Migrating a large git repository to GitHub
We recently wanted to move our repository to GitHub. In theory that should be as simple as clicking the „Import Repository“ button. So we clicked that button and entered the necessary information for the migration tool. After only 5h hours of migration, the process failed with an „Error uploading commits“. No further information.
Using the command line to migrate the repository manually showed at least one reason why the upload failed. Our repository contained some files larger than 100 MB. Github has a hard limit when it comes to file sizes. Only files smaller than 100 MB are allowed to be stored in the git repository. Larger files must be stored in git LFS (Large File Storage). Usually, the GitHub migration tool should recognize those files and offer to move them to LFS or remove them from the repository. For unknown reasons, this didn't work for us. If this works for you: lucky you. After a few days struggling with the repository migration and some email exchange with the GitHub support, we figured out a way how to migrate our large repository to Github.

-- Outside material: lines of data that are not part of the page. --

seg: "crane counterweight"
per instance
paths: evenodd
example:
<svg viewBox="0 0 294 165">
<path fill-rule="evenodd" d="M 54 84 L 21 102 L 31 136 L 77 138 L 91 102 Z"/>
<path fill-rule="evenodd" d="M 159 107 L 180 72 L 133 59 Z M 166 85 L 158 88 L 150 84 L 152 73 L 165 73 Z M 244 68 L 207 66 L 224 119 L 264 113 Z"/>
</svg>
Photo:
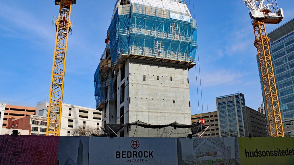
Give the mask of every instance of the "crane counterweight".
<svg viewBox="0 0 294 165">
<path fill-rule="evenodd" d="M 243 0 L 250 10 L 250 17 L 254 20 L 252 25 L 255 36 L 254 45 L 257 49 L 265 107 L 271 137 L 284 137 L 284 131 L 276 85 L 275 79 L 269 40 L 265 30 L 266 23 L 276 24 L 284 18 L 283 10 L 275 4 L 266 4 L 265 0 Z M 269 1 L 268 2 L 270 3 Z"/>
</svg>

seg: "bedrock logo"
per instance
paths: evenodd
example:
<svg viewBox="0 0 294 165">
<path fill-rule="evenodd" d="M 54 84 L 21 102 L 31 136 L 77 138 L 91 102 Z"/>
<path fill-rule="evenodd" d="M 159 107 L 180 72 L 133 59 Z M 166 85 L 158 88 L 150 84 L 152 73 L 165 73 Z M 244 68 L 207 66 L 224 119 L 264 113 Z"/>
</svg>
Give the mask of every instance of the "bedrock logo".
<svg viewBox="0 0 294 165">
<path fill-rule="evenodd" d="M 133 149 L 136 149 L 140 146 L 139 141 L 136 139 L 131 142 L 131 147 Z M 116 159 L 126 159 L 122 161 L 127 162 L 134 162 L 148 161 L 144 159 L 153 158 L 153 151 L 116 151 Z"/>
</svg>

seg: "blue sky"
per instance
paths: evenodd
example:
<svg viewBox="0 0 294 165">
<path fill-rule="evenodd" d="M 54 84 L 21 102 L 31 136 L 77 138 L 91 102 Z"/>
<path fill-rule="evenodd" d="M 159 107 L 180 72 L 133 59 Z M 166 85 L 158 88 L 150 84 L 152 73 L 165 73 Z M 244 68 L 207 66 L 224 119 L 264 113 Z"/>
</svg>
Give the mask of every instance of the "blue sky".
<svg viewBox="0 0 294 165">
<path fill-rule="evenodd" d="M 105 48 L 115 0 L 78 1 L 73 6 L 64 102 L 94 108 L 94 73 Z M 191 112 L 216 110 L 216 97 L 241 92 L 257 110 L 262 97 L 249 11 L 241 0 L 187 0 L 196 20 L 202 89 L 195 68 L 189 71 Z M 212 3 L 213 2 L 213 3 Z M 280 0 L 284 23 L 294 18 L 294 1 Z M 49 95 L 59 8 L 54 1 L 0 1 L 0 102 L 36 104 Z M 194 12 L 195 11 L 195 13 Z M 194 16 L 195 15 L 195 17 Z M 269 32 L 278 25 L 267 25 Z"/>
</svg>

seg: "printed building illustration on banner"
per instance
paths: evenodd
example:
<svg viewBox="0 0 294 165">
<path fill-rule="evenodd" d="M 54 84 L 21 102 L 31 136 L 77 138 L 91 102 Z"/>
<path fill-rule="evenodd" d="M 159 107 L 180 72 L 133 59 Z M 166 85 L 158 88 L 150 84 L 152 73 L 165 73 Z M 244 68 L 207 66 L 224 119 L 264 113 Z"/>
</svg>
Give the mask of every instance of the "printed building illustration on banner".
<svg viewBox="0 0 294 165">
<path fill-rule="evenodd" d="M 88 137 L 59 137 L 59 165 L 88 165 L 89 139 Z"/>
</svg>

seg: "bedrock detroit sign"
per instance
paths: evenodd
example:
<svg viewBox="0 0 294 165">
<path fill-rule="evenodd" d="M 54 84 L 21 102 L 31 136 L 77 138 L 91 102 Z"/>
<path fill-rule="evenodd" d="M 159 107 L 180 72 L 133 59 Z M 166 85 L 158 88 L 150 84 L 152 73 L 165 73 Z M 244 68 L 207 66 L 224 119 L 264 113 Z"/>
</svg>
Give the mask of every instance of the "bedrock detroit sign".
<svg viewBox="0 0 294 165">
<path fill-rule="evenodd" d="M 131 142 L 131 147 L 133 149 L 137 149 L 140 146 L 139 141 L 134 139 Z M 148 161 L 145 158 L 153 158 L 153 151 L 116 151 L 116 157 L 117 159 L 123 159 L 123 161 L 135 162 Z M 143 159 L 142 159 L 143 158 Z"/>
</svg>

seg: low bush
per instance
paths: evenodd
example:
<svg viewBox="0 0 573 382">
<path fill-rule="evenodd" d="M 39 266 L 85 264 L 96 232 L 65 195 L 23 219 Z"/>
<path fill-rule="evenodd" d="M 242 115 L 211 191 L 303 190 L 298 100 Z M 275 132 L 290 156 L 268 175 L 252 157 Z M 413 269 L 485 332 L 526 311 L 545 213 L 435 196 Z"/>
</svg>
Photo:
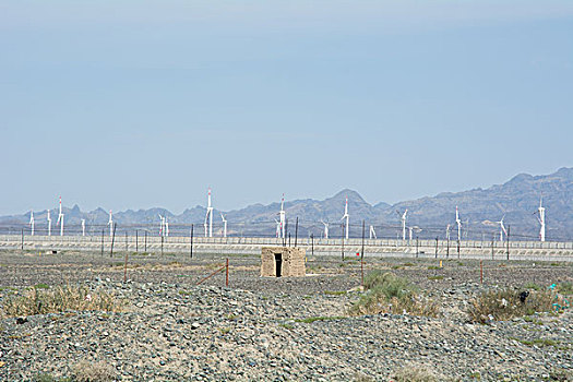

The short version: Clone your entire repository to your computer Move all large files to LFS Create a local working copy from the modified repository Upload every branch you need to the new remote (Github)
Prerequisite: As Git LFS isn‘t part of git itself you have to install it manually on your machine from the Git LFS page.
For everyone who doesn't know the concrete steps to do this (like me before) here comes the more detailed version:
Step 1 – Clone the complete repository
git clone --bare git@hoster.com:username/repository.git
This is nearly the same you do with every git repository you clone, but here the parameter --bare
is an important difference. A normal git clone
will create a so-called working copy of the repository on your computer and checks out the main branch i.e. master
or develop
. Adding --bare
results in a full copy of the repository on your computer. Usually, it also has the extension .git
This is the same format as on the remote host. But you can't work in this repository as you can only work in working copies (as the name suggests). Attention: After cloning the repository it would be wise to make a backup of this repository in case anything goes wrong especially because we are going to rewrite a great bunch of your git history in a few moments. An easy way to backup is to simply archive the folder called <your-repository-name>.git
you just cloned.
Step 2 – Move big files to Git LFS
Download BFG Repo Cleaner from its website here. Next to other features, the one feature we are interested in is its capability to convert files to be stored in Git LFS. And this includes all files in the entire history of your git repository. But be careful, as mentioned earlier this rewrites the history of your repository, making it incompatible with the original version. In this example we want all file with the extensions jpg
or mov
to be moved to LFS:
java -jar path/to/bfg-x.y.z.jar --convert-to-git-lfs "{*.jpg,*.mov}" --no-blob-protection path/to/local/repository.git
After BFG has done its job we need to clean up a bit. The following command executes some kind of garbage collector to clean up the reflog and remove unused files from the repository.
cd path/to/local/repository.git
git reflog expire --expire=now --all && git gc --prune=now --aggressive
Next thing to do is to set up Git LFS and the required hooks by calling:
git lfs install
Step 3 – Upload modified repository
The best way now would be to just copy the whole modified repo to its new host. The required command would be this one here:
git push --mirror git@github.com:username/new-repository.git
Unfortunately, this didn‘t work for us so we had to come up with another solution.
Remember that the repository.git folder is the exact same format as your repository stored on a remote host. This means we can create a working copy from this file:
git clone path/to/local/repository.git
Now we have a checked-out version of our repository and can work on it like in any other cloned repository. We can change files, make commits or change/add the remote. Let's add a new remote pointing to our desired new repository. In this example, we name this new remote just newOrigin
as the old remote is still there and is called origin
by default. But you can choose any name you like. Just keep the old origin. We will soon see why...
git remote add newOrigin git@github.com:username/new-repository.git
The last step needs some more manual work. We will check out all relevant branches from origin
and push/publish them to newOrigin
– one by one.
Congratulations! 🎉 You just transferred your too large repository to GitHub!
Notice: it may be that some branches were not correctly modified by BFG. This may be caused by special characters in your branch names. You should not upload these branches to newOrigin
because the content of this branch is not compatible with the other modified branches anymore. You recognize these branches when they take notably longer to upload than the other branches. Therefore, it helps when the first branch you upload is the master branch. So all other branches rely on commits already pushed with master, except for those branches not modified by BFG.